Chickpea and Beef Stew
This recipe is inspired by the Cannellini Bean and Lamb Soup in Jerusalem: A Cookbook. I’m the kind of home-cook who looks at a recipe, opens the pantry doors and thinks ‘Yeah, I can make this work.’ Sometimes to great success, other times it’s clear the recipe is less of a guide and more of a hard and fast set of rules. In this case, I probably should have followed the recipe to a T, but I didn’t and had to make some significant changes on the fly.

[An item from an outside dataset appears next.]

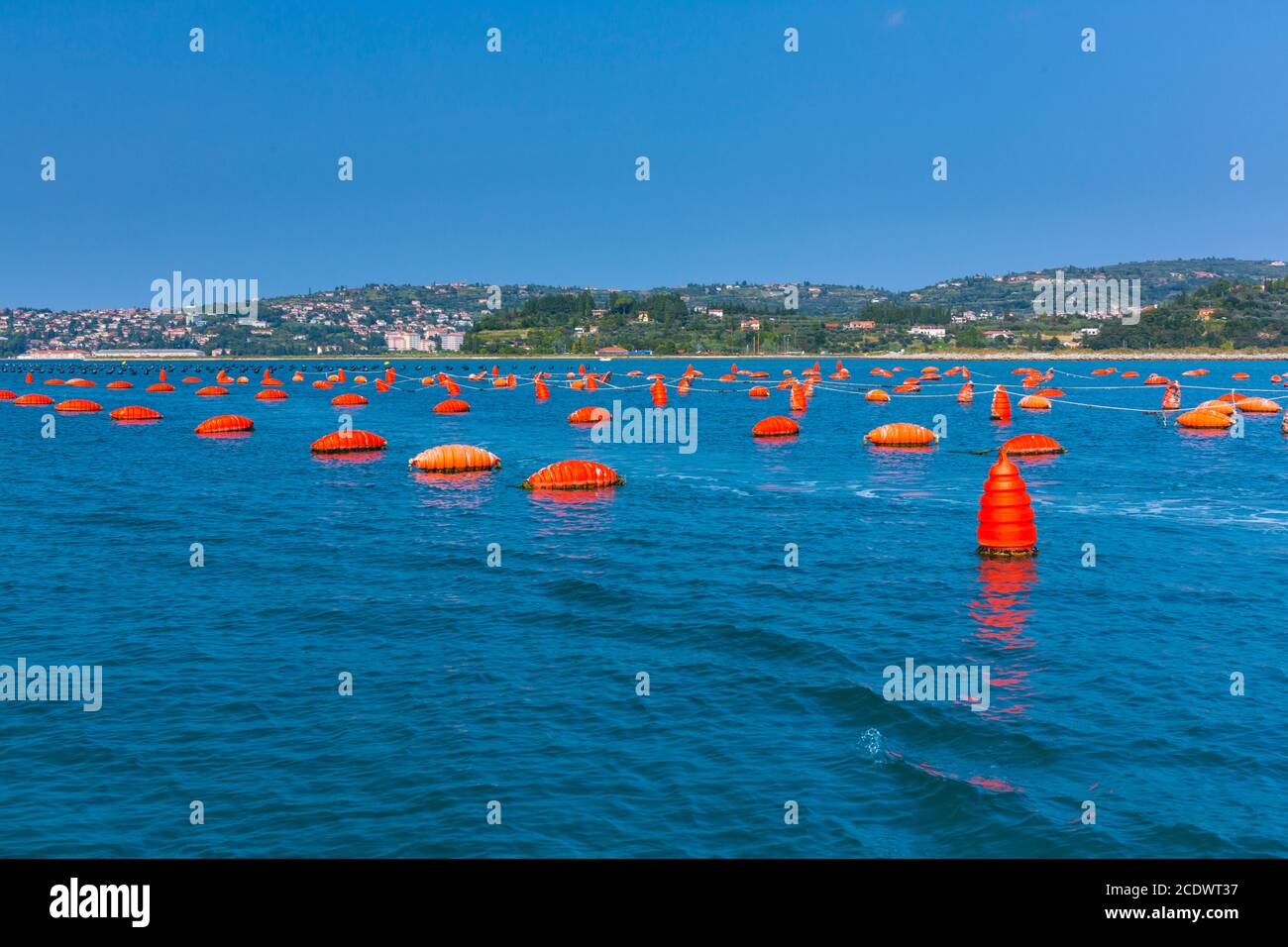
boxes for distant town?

The end result was pretty great, but I have a feeling the original recipe as written is excellent. Below is my recipe with flavors inspired by Yotam Ottolenghi and Sami Tamimi.
- 6 tbsp Olive Oil (plus more for drizzles)
- 1 small Onion diced
- ¼ small Celery Root diced
- 20 cloves of Garlic
- 2 tsp ground Cumin
- 1 tsp ground Coriander
- 1 lb Stewing Beef
- 7 cups Water
- 1 ½ tbsp Beef Stock concentrate
- ½ cup dry Chickpeas soaked overnight to make 1 ½ cups Chickpeas
- 10 Green Cardamom Pods
- ½ tsp Turmeric
- 2 tbsp Tomato Paste
- 4-6 small to medium Potatoes
- 3 tsp Brown Rice Vinegar
- Juice of two Lemons
- Salt and Pepper to taste
Place 2 tbsp olive oil in a heavy bottom Dutch oven with the diced onion and celery root. Bring to a sauté over medium heat. Add the pealed crushed garlic cloves, coriander and cumin. Cook for another 2 minutes to release the aromatics.

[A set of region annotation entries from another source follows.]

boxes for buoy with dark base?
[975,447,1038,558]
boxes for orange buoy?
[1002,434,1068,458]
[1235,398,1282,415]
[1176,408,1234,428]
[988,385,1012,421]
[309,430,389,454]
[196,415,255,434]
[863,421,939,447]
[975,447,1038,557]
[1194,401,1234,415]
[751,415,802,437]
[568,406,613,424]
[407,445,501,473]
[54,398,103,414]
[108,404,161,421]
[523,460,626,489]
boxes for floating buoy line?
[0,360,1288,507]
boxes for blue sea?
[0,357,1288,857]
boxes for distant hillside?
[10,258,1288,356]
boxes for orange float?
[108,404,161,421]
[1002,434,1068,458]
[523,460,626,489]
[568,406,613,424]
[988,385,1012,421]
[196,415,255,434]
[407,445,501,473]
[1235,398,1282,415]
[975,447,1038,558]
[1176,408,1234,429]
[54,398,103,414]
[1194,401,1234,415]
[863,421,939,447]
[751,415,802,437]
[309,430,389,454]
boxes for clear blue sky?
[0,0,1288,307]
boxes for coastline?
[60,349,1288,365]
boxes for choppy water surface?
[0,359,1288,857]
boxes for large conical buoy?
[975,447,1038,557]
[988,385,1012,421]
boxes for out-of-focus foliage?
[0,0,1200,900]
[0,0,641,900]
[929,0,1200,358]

Season the stewing beef with salt and pepper, add to the Dutch oven and reduce the heat to low. Stir to coat the beef in the aromatics. Add the presoaked chickpeas, cardamom pods, turmeric, tomato paste and potatoes. Add the water and beef stock concentrate. Bring to a low boil and let cook for an hour.
Strain out roughly 2/3 of the chickpeas and potatoes. Blend those with 1 cup of the soup broth, rice vinegar and remaining olive oil.
Add the blended ingredients back to the soup and mix in the lemon juice. Stir to fully combine and bring back to a low boil for 15 – 20 minutes. Enjoy with an olive oil drizzle and parsley to garnish.